Two High Court decisions in the UK last week highlight that it is not always easy to register and enforce shape trade marks even when the shapes themselves are iconic and recognisable by the public. The consumer’s perception of the trade marks was pivotal in both cases, with mere association being insufficient and reliance being too high a bar to clear.

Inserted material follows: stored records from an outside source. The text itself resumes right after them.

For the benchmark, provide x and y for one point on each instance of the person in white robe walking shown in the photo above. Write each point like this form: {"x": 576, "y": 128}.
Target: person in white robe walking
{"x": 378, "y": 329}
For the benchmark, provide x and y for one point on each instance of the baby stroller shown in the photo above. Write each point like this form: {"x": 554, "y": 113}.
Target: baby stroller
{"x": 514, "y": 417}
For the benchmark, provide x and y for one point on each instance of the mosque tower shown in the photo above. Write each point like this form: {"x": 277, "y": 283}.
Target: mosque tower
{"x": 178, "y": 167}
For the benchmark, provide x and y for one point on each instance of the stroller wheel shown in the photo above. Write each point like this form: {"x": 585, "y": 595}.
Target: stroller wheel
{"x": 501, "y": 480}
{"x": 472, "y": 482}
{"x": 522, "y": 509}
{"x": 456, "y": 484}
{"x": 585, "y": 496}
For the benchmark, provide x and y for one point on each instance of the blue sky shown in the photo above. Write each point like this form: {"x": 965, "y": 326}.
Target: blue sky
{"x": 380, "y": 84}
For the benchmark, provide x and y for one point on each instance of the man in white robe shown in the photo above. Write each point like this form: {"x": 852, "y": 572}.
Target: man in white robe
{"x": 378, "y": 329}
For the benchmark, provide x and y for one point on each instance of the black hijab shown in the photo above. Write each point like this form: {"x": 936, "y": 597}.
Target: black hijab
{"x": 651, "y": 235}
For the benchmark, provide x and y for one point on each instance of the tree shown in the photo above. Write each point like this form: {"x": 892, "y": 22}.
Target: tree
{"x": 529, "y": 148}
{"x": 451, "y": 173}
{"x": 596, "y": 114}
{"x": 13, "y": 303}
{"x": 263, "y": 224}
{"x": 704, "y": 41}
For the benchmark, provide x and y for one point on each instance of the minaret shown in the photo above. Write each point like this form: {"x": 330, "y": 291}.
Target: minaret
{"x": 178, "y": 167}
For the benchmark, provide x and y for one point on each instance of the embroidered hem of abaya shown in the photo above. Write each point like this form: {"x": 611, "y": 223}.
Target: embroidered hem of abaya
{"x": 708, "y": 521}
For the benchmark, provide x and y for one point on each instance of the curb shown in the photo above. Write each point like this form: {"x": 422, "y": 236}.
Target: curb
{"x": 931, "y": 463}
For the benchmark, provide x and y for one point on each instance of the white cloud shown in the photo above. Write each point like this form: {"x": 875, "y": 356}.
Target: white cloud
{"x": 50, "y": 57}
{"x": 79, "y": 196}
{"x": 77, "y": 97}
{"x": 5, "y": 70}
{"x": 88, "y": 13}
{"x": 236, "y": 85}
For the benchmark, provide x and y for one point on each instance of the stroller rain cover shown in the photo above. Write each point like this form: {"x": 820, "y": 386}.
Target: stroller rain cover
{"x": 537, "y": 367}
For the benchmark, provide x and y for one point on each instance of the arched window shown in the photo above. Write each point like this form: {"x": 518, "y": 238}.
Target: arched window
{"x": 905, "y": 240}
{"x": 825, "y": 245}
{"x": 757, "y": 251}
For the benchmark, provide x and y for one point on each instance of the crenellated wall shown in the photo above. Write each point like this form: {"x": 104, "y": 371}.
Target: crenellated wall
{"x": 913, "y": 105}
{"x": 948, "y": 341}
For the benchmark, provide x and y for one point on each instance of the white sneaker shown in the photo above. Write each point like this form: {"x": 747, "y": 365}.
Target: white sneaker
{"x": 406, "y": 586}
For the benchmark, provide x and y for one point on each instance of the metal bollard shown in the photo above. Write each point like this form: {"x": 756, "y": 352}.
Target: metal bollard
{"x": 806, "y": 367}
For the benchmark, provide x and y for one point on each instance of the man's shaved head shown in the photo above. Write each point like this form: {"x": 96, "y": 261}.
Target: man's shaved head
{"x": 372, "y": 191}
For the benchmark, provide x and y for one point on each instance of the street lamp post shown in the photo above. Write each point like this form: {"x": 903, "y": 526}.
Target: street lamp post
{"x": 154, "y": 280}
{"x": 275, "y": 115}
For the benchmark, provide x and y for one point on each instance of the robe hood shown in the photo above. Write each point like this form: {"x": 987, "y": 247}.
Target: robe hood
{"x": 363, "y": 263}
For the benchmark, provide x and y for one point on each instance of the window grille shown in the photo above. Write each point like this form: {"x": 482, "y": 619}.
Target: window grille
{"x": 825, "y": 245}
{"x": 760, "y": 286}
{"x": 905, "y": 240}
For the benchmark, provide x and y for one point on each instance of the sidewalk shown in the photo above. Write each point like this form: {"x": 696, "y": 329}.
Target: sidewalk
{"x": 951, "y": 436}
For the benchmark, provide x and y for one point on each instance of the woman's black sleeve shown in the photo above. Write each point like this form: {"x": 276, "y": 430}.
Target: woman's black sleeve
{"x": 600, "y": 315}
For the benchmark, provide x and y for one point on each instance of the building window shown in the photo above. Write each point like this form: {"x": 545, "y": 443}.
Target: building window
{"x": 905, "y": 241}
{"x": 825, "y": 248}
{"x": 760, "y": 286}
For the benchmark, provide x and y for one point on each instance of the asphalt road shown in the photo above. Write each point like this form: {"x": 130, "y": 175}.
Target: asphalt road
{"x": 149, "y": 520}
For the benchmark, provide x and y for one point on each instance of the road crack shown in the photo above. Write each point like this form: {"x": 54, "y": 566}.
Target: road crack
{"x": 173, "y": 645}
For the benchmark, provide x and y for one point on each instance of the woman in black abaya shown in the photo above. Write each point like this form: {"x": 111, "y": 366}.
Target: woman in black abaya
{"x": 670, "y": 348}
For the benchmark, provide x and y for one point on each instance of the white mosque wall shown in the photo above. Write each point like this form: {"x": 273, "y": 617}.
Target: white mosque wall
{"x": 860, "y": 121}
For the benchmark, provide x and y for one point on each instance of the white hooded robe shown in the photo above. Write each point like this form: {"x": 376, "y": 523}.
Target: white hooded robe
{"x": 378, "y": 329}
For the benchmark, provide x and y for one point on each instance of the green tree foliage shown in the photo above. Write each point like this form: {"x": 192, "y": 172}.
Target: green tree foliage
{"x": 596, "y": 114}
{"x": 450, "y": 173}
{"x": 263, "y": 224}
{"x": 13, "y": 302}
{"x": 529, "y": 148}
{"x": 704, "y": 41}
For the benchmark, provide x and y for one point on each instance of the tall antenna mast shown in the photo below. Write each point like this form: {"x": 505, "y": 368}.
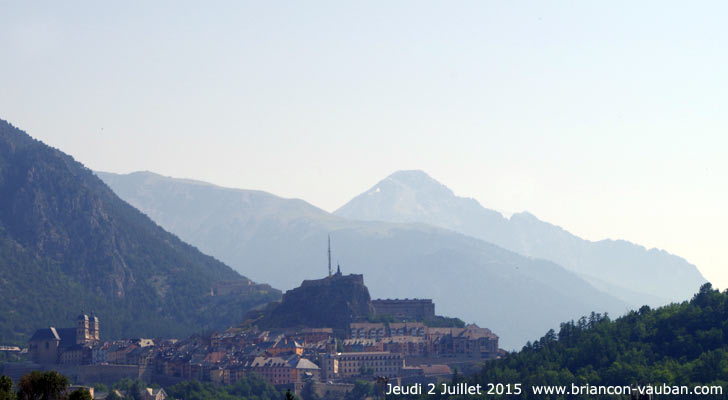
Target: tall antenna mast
{"x": 329, "y": 255}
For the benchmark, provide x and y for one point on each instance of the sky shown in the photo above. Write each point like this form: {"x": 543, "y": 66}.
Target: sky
{"x": 606, "y": 118}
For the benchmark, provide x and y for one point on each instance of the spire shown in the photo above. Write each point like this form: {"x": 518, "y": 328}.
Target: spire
{"x": 329, "y": 255}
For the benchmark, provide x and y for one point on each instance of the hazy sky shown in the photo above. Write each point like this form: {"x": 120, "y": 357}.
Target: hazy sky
{"x": 607, "y": 119}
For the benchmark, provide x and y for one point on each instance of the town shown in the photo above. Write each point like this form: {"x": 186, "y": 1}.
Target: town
{"x": 395, "y": 341}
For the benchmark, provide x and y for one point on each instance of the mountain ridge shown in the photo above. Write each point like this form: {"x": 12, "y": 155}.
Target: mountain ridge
{"x": 67, "y": 243}
{"x": 283, "y": 242}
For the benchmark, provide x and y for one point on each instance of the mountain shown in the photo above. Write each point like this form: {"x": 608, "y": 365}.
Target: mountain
{"x": 634, "y": 274}
{"x": 283, "y": 242}
{"x": 331, "y": 302}
{"x": 68, "y": 243}
{"x": 681, "y": 344}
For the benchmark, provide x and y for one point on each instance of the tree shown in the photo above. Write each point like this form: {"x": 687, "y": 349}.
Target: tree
{"x": 6, "y": 388}
{"x": 38, "y": 385}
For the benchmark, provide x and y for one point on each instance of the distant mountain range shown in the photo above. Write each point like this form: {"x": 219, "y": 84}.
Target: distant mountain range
{"x": 628, "y": 271}
{"x": 68, "y": 243}
{"x": 283, "y": 242}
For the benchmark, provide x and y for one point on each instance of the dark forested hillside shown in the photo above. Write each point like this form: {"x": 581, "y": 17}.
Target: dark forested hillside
{"x": 68, "y": 243}
{"x": 680, "y": 344}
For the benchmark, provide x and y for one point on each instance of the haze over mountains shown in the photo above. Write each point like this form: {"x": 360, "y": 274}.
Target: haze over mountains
{"x": 628, "y": 271}
{"x": 283, "y": 242}
{"x": 69, "y": 244}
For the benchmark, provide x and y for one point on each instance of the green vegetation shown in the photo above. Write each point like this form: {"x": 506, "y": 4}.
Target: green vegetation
{"x": 437, "y": 322}
{"x": 680, "y": 344}
{"x": 6, "y": 388}
{"x": 49, "y": 385}
{"x": 248, "y": 387}
{"x": 68, "y": 243}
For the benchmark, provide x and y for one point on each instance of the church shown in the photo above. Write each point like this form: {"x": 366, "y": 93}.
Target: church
{"x": 70, "y": 346}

The London Taxi Corporation Ltd (t/a The London Taxi Company) v Frazer-Nash Research Ltd and another  EWHC 52 (Ch), 20 January 2016
In the first High Court Decision, Mr. Justice Arnold, concluded that the shape of the traditional London taxi was not sufficiently distinctive, or as iconic as the London Taxi Corporation claimed, to be a trade mark. The judge said that the trade mark would merely be seen as a variation of the typical shape of a taxi and that consumers (in this case, taxi drivers) would not regard the shape as indicating the origin of the taxis. They were far more likely to rely on badges on the front and rear of the vehicles themselves. As a consequence, a UK registration was declared invalid and a corresponding community trade mark was revoked on grounds of non-use. Even if the marks had been valid, the judged found they had not been infringed by the defendants and rejected the passing off claim.

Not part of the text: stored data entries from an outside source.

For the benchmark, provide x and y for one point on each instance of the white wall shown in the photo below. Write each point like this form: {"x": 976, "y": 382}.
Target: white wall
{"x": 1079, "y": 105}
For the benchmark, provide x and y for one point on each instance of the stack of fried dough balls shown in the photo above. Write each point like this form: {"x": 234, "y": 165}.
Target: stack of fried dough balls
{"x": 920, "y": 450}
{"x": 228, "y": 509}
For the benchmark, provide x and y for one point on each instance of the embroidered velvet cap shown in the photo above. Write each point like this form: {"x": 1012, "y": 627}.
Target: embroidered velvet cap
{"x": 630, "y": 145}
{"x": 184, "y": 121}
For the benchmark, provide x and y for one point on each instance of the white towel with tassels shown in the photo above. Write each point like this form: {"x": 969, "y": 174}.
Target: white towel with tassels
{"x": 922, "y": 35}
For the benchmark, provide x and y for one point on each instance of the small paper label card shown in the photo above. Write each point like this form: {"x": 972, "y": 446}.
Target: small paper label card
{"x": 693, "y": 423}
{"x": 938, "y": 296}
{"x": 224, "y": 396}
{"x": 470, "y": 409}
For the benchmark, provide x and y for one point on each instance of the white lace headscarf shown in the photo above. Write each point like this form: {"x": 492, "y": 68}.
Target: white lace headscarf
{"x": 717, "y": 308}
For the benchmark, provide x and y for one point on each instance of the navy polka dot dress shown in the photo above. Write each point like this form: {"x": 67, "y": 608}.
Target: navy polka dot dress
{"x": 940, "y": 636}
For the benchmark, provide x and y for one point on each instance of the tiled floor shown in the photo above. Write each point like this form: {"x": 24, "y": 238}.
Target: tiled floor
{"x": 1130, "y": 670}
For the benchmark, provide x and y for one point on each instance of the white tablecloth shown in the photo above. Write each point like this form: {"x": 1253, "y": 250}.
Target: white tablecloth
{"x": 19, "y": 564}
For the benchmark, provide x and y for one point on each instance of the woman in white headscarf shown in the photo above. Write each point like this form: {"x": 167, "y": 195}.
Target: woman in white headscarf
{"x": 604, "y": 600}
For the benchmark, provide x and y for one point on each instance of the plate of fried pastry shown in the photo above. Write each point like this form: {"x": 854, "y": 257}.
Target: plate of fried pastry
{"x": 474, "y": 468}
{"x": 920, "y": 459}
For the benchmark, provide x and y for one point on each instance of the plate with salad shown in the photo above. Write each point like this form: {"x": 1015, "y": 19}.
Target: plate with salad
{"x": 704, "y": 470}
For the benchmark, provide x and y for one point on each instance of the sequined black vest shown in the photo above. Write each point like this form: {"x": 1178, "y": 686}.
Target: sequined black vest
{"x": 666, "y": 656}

Nestlé v Cadbury  EWHC 50 (Ch)
Nestlé was unsuccessful in registering the shape of its 4 finger Kit Kat (without Kit Kat embossed on each finger) as a trade mark on the basis that consumers recognise the 4 fingered bar and associate it with Nestlé. Mr. Justice Arnold decided that it was not enough that consumers recognise or make that association. According to the judge, Nestle had not shown that consumers rely on the shape of the four fingered bar, rather than its wrapper or the Kit Kat trade mark, in order to make the connection with Nestlé and so their appeal, against the Intellectual Property Office’s original decision denying registration, was dismissed.